Disable Hive Metastore Statistics

Highlighted

Disable Hive Metastore Statistics

Contributor

Hi All,

We currently have a Hive Dynamic Partitioning INSERT INTO job which runs very quickly (minutes) in the YARN/MR stage but takes a VERY long time (hours) when its loading the partitions. After reviewing the logs I believe this is happening at the Hive Metastore level where its attempting to calculate the statistics for each partition involved in the load.

Can anyone please tell us how to disable the stats generation part of the insert process with Hive?

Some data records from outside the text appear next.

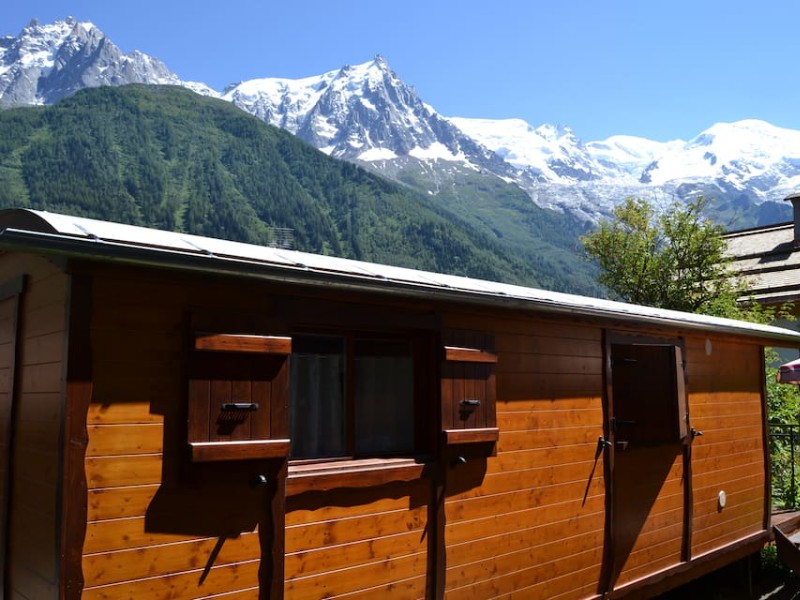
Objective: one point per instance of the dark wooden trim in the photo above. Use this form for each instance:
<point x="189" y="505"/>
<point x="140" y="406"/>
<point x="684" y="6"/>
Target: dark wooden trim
<point x="272" y="531"/>
<point x="231" y="342"/>
<point x="688" y="489"/>
<point x="75" y="438"/>
<point x="607" y="443"/>
<point x="12" y="289"/>
<point x="471" y="436"/>
<point x="239" y="450"/>
<point x="437" y="543"/>
<point x="456" y="353"/>
<point x="351" y="474"/>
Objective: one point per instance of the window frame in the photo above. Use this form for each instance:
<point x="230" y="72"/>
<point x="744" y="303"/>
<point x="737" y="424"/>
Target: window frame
<point x="425" y="380"/>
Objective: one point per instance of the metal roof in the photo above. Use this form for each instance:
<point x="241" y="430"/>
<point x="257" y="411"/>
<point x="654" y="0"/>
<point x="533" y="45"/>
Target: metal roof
<point x="768" y="259"/>
<point x="50" y="233"/>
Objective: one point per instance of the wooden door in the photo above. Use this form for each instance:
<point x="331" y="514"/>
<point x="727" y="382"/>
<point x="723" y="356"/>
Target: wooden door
<point x="648" y="483"/>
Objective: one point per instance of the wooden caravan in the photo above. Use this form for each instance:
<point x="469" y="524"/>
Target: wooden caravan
<point x="183" y="417"/>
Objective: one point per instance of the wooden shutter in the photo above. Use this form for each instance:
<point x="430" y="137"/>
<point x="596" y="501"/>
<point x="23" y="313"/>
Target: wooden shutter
<point x="468" y="387"/>
<point x="238" y="397"/>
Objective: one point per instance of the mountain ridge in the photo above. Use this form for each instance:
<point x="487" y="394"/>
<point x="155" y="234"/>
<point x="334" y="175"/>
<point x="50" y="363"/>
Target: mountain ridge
<point x="367" y="114"/>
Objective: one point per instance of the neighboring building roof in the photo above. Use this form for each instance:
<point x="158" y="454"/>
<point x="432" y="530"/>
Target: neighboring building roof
<point x="769" y="261"/>
<point x="49" y="233"/>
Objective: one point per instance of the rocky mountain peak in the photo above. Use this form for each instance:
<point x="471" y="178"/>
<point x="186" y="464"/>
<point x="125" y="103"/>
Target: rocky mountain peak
<point x="45" y="63"/>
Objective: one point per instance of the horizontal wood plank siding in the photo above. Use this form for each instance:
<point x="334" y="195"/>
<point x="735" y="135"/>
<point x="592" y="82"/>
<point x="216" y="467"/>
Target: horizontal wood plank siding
<point x="155" y="531"/>
<point x="523" y="517"/>
<point x="725" y="404"/>
<point x="534" y="526"/>
<point x="34" y="511"/>
<point x="368" y="542"/>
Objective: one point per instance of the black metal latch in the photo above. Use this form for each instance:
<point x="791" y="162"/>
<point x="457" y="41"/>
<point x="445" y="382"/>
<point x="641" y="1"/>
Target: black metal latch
<point x="239" y="406"/>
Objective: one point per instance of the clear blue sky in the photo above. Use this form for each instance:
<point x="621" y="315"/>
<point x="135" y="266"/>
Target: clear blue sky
<point x="656" y="69"/>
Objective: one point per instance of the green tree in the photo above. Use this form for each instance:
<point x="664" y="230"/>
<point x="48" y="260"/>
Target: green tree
<point x="670" y="259"/>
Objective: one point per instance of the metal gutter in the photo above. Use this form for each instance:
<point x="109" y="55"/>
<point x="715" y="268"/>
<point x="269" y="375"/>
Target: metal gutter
<point x="526" y="299"/>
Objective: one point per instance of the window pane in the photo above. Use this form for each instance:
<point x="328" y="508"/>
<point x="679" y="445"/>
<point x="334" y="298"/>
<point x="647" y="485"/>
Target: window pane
<point x="384" y="397"/>
<point x="316" y="404"/>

We have attempted to use the following properties and they do not work prevent the Metastore from attempting to generate stats as its not an INSERT OVERWRITE query but an INSERT INTO (append.) We validated that the jobs properties where being taken correct by searching the configuration provided for the app in the YARN UI.

#Not Working Properties

set hive.stats.autogather=false;

set hive.stats.collect.rawdatasize=false;

set hive.analyze.stmt.collect.partlevel.stats=false;

If I am understanding this correctly its this Jira that is creating my problem as it does not provide a way to go back to the default behaviour. https://issues.apache.org/jira/browse/HIVE-3959

PS - each partition will have gigs to terabytes of data... We are just trying to run this right now on a smaller amount and its creating issues...

5 REPLIES 5

Re: Disable Hive Metastore Statistics

New Contributor

Joe are you sure it's not the move task? That can take a really long time if you have thousands of partitions.

Re: Disable Hive Metastore Statistics

Contributor

Hi Carter,

It could be the move but when I watch the logs I don't see it talking about the movement its talking about the calculation of the file stats. But I agree 1000's of inode updates could cause this behavoir. We have moved away from partitioning by this even though it fits our access pattern exactly and moved to using partitions by date, and buckets on the identifiers.

Re: Disable Hive Metastore Statistics

Cloudera Employee

@Joseph NiemiecDo you have this conf "fs.hdfs.impl.disable.cache" as false in Hive ? if not it may run lot of distcp jobs, it was a bug in earlier releases.

Re: Disable Hive Metastore Statistics

Contributor

set fs.hdfs.impl.disable.cache;

Getting log thread is interrupted, since query is done!

+-----------------------------------+--+ | set | +-----------------------------------+--+ | fs.hdfs.impl.disable.cache=false |

Re: Disable Hive Metastore Statistics

Mentor

@Joseph Niemiec are you still having issues with this? Can you accept best answer or provide your own solution?